The Impact of Ion Exchange and Surfactant Partitioning on ASP Modeling, A Brown Offshore Field

Ghadami, Nader (Petronas) | Tewari, Raj Deo (Petronas) | Zarubinska, Maria (Shell) | Motaei, Eghbal (Petronas)

OnePetro 

Abstract

In order to design and analyse Alkaline Surfactant Polymer (ASP) pilots and generate reliable field forecasts, a robust scalable modeling workflow for the ASP process is required. Accurate modeling of an ASP flood requires detailed representation of the geochemistry and the saponification process, if natural acids are present. The objective of this study is to extend the existing models of ion exchange and surfactant partitioning between phases to improve the quality of the model.

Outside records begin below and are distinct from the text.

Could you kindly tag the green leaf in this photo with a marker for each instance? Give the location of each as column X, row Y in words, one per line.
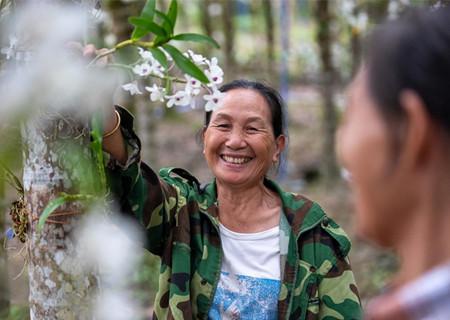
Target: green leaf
column 173, row 12
column 12, row 179
column 185, row 64
column 167, row 23
column 195, row 37
column 138, row 33
column 49, row 209
column 160, row 56
column 97, row 151
column 148, row 26
column 148, row 12
column 63, row 198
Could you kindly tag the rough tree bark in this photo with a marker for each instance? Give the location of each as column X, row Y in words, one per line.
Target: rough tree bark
column 60, row 287
column 324, row 38
column 4, row 289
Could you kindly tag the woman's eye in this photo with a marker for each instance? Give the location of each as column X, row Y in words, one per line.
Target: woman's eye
column 223, row 126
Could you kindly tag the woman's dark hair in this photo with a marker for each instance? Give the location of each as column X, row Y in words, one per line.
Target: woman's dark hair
column 412, row 52
column 272, row 97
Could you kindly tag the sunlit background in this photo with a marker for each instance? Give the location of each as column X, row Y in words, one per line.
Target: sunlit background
column 307, row 49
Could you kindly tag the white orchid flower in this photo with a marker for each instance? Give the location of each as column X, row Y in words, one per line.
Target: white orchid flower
column 180, row 98
column 197, row 58
column 215, row 73
column 213, row 100
column 145, row 54
column 132, row 88
column 156, row 93
column 142, row 69
column 193, row 86
column 11, row 50
column 168, row 56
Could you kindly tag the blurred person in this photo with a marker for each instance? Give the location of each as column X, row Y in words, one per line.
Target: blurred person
column 239, row 247
column 395, row 143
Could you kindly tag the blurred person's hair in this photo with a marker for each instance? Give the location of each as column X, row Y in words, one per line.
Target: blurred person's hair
column 413, row 53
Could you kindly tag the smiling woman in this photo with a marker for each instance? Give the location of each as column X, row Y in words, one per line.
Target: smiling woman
column 240, row 247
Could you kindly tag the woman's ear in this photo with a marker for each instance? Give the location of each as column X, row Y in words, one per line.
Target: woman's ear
column 280, row 142
column 418, row 130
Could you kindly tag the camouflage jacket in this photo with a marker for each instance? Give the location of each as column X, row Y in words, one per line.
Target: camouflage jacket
column 181, row 222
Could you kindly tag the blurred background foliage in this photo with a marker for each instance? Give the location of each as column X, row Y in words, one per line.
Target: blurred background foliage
column 307, row 49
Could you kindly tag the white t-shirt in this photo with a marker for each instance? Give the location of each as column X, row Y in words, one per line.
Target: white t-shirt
column 250, row 276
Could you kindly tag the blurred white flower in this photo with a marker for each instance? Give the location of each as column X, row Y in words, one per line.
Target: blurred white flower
column 142, row 69
column 168, row 56
column 180, row 98
column 215, row 73
column 213, row 100
column 11, row 50
column 132, row 88
column 145, row 54
column 193, row 85
column 113, row 247
column 156, row 93
column 197, row 58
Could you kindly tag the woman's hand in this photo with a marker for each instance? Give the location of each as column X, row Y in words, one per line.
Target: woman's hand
column 113, row 141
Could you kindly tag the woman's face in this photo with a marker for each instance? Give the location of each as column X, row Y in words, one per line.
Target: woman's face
column 365, row 148
column 239, row 144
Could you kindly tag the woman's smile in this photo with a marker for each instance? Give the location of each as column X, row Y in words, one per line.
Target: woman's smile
column 239, row 143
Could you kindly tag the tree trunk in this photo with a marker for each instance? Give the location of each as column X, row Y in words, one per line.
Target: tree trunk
column 228, row 30
column 205, row 17
column 323, row 18
column 270, row 34
column 60, row 287
column 4, row 288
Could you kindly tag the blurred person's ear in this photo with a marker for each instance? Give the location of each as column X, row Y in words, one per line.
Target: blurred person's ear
column 417, row 131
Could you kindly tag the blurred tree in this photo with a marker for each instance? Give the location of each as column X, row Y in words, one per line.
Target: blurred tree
column 205, row 16
column 270, row 34
column 324, row 38
column 355, row 41
column 228, row 10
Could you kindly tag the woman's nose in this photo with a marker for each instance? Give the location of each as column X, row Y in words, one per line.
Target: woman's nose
column 236, row 140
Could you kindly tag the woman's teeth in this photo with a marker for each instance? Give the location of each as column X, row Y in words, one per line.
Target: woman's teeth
column 236, row 160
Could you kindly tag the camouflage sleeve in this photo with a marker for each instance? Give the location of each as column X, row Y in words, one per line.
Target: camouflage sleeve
column 338, row 294
column 140, row 193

Geochemistry and saponification affect the propagation of the injected chemicals. This in turn determine the chemical phase behaviour and hence the effectiveness of the ASP process. A starting point of such a workflow is to carry out ASP coreflood tests and history matching (HM) using numerical models. This allows validation of the models and generates a set of chemical flood parameters that can be used for forecasts. The next step is upscaling from lab to field. The presence of (geo)-chemistry in ASP model improves significantly the quality of core HM especially for produced chemicals, breakthrough time and their profiles shape.

The addition of surfactant partitioning between the oleic and the aqueous phases based on salinity of the system as well as propagated distance (time) improves understanding of the required surfactant concentration. The partitioning of surfactant is important for coreflood matching of native cores as they tend to have more clays and minerals that affect ASP phase behaviour. The upscaling of the HM coreflood was conducted in two steps. First step the coreflood was scaled up with the distance between injector–producer pair as the scaling parameter. Second step was the application of the scaled up injection rates, residual saturations, etc. to the full field model. Sensitivity study for parameters such as grid size, well distance, ASP slug size, and rate of surfactant partitioning was performed. It was found that grid size of 50ft was optimum for ASP modeling. The higher rate of surfactant partitioning resulted to lower recovery. The optimal well distance was determined as 700ft for optimization of oil recovery. The reduction of ASP slug size from 0.5PV to 0.3PV leads to the reduction in oil recovery by 2-3%.

Usually chemical reactions accompanied ASP process are left out of the model due to increase in complexity as well as longer computational time. However, their addition as well as presence of surfactant partitioning between the oleic and the aqueous phases makes ASP models more realistic and it results in significant improvement to coreflood HM quality and prediction of ASP process.